Like the DOL, the IRS is aware that mistakes can and do happen when operating a retirement plan. That’s why the IRS has a corrections system that lets plan sponsors bring their plans back into compliance without losing the tax benefits provided to qualified retirement plans. This system is referred to as the Employee Plans Compliance Resolution System (EPCRS). EPCRS is designed to improve overall plan compliance by promoting voluntary corrections after a plan sponsor discovers an error on their own. Oftentimes the financial impact to the plan sponsor who self-corrects the plan defect is much smaller than it would be had the defect been discovered during an IRS audit.

EPCRS consists of three subcomponents:    

  • The Self-Correction Program or SCP permits plan sponsors to self-correct at any time an insignificant operational problem such as not following the terms of the plan. There is no IRS application form and no fee for self-correcting under SCP. Even when the problem is significant, a plan sponsor who discovers the problem within two years of the year in which the problem occurred can correct it under SCP and pay no fee.
  • If a plan experiences a qualification failure, such as failure to timely amend a plan document, the plan sponsor may use the Voluntary Correction Program or VCP to correct the error if they discover the problem before the plan comes under IRS examination. Under VCP, the plan submits a correction application with the IRS and pays a fee based on the size of the plan. The fee is much smaller than the amount that would typically be assessed following a plan audit.
  • The Audit CAP program is used if a failure is discovered during a plan audit by the IRS. There is a much higher sanction involved based on the extent and severity of the failure.

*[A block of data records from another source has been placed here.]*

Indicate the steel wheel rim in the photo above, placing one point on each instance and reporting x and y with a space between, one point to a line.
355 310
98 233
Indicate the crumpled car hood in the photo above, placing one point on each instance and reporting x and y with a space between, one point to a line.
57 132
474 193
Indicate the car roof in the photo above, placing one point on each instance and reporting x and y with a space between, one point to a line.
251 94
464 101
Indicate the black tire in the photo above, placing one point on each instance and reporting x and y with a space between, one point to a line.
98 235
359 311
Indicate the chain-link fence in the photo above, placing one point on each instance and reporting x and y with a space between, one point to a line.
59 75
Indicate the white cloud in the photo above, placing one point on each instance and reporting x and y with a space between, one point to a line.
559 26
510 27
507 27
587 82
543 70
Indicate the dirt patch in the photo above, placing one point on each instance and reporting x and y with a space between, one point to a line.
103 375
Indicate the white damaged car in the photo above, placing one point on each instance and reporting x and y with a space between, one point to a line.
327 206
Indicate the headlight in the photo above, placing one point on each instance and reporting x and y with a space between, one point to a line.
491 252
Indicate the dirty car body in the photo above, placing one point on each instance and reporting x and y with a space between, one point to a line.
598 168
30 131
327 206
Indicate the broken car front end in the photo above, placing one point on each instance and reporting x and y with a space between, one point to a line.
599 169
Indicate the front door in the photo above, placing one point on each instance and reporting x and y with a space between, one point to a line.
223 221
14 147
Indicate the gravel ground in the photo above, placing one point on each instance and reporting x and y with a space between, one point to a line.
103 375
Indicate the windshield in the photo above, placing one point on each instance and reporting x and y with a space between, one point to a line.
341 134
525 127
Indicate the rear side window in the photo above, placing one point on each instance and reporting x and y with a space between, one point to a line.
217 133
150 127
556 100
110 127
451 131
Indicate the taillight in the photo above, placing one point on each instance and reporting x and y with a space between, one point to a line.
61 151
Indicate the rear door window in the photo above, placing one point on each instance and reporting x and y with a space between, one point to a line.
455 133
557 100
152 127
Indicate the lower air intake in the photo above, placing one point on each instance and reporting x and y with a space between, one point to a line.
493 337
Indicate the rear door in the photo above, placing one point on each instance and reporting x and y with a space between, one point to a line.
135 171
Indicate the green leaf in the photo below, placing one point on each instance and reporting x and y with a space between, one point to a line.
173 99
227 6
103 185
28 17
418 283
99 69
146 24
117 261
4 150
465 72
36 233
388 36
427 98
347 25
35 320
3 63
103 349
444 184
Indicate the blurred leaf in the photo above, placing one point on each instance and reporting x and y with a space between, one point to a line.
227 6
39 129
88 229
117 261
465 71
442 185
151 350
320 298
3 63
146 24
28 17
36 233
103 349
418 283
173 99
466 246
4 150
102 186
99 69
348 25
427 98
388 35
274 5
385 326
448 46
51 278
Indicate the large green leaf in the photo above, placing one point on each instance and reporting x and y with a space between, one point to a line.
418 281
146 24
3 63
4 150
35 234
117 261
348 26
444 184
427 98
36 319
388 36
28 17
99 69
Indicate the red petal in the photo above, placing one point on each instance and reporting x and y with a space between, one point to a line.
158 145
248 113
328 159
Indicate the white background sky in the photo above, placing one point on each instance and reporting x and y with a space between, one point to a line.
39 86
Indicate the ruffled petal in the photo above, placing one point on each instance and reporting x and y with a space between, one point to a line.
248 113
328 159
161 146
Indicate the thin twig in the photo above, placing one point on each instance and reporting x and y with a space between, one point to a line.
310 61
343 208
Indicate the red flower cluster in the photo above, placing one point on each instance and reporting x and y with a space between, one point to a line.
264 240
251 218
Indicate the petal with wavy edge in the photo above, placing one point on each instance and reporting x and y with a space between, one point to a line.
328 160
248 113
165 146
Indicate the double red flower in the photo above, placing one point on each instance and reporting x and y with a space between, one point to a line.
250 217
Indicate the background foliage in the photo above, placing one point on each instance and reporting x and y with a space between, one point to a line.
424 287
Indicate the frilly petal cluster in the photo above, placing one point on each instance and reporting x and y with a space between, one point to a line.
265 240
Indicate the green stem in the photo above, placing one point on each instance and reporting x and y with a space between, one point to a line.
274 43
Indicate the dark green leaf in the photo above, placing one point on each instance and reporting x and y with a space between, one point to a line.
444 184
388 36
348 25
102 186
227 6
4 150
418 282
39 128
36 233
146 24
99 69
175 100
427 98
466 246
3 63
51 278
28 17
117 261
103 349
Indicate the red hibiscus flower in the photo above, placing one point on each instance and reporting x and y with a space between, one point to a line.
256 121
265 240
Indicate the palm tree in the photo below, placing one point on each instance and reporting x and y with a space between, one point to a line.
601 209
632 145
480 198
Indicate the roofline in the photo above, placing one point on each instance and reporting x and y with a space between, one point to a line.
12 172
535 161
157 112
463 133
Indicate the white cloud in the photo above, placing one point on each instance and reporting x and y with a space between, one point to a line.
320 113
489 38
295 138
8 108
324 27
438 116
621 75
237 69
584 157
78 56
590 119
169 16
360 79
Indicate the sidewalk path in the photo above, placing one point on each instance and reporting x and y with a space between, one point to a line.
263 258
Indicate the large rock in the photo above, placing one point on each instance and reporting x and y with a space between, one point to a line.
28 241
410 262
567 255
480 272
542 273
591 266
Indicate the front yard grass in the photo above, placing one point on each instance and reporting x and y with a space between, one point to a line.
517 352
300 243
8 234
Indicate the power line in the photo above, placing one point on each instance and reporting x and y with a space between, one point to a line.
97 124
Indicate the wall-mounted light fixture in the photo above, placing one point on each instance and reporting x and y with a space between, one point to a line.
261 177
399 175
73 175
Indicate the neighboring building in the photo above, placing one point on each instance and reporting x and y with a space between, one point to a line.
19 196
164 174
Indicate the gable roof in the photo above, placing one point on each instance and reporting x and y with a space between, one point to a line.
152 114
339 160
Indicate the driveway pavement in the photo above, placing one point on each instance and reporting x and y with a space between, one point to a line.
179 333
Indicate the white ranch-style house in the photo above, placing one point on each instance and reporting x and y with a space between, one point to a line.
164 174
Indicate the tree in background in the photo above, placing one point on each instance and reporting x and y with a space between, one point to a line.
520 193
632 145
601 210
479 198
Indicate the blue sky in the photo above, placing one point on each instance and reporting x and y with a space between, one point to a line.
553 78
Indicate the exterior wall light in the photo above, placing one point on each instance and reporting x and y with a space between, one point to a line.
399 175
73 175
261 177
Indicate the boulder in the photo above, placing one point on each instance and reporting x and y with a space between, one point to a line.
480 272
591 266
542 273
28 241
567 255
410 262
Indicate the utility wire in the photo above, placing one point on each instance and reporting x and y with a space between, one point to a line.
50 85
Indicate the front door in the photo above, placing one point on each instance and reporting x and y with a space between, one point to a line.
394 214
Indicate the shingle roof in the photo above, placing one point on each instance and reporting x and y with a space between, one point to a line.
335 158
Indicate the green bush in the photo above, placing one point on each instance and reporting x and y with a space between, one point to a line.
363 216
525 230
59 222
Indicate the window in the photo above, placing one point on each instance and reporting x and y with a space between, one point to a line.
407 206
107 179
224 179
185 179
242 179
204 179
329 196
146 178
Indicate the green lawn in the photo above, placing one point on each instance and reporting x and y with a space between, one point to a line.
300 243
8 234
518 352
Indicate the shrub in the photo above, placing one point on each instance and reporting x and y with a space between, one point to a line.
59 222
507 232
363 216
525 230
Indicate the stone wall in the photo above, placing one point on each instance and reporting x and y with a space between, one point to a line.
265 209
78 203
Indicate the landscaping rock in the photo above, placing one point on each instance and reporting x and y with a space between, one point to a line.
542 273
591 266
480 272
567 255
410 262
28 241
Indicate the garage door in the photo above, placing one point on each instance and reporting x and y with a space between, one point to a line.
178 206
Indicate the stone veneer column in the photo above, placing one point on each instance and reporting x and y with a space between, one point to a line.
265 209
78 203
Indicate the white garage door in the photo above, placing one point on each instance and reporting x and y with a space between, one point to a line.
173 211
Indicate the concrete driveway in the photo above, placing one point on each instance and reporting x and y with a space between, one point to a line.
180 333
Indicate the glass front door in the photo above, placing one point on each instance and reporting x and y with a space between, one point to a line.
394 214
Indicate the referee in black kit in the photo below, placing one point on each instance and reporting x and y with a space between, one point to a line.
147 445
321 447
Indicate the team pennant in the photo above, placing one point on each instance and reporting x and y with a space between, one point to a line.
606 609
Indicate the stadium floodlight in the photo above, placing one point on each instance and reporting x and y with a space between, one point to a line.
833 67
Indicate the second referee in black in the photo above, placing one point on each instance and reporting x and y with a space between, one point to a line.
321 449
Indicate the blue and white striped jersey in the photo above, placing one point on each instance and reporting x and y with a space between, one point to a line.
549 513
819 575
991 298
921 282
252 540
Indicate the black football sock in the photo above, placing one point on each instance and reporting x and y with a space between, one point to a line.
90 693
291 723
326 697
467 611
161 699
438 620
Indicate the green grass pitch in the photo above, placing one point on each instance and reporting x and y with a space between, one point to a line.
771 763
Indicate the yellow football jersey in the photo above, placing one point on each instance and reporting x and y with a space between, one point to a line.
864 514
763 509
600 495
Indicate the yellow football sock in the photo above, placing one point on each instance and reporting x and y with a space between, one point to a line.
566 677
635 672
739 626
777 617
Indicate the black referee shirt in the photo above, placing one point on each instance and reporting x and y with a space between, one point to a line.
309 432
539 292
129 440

In January, the IRS published a notice of updates to its procedures for requesting rulings and determinations, as well as its fees for determinations and for submitting under the VCP. The IRS is changing how it structures VCP fees, beginning in 2018. These changes result in a significant fee reduction for large plans, but a big increase in fees for smaller plans.

Prior to 2018, the VCP fee was based on the number of participants in the plan. Beginning in 2018, the fee is based not on the number of participants but on the amount of plan assets.

Also, the largest fee possible has been reduced from $15,000 to $3,500. However, based on the new fee structure, this fee decrease applies to plans with more than $10 million in assets. The fees that apply now for smaller plans are bigger than they were in 2017.


For example, the smallest fee available was $500 for plans with 20 or fewer participants. Now the smallest fee is $1,500, and it applies to plans with assets between $0-$500,000 – most likely a $1,000 increase for the small plans.

The IRS also eliminated most of the alternative or reduced fee options for certain types of plan errors. For example, the streamlined fees for correcting plan loan and required minimum distribution (RMD) errors, which were as low as $300, are no longer available.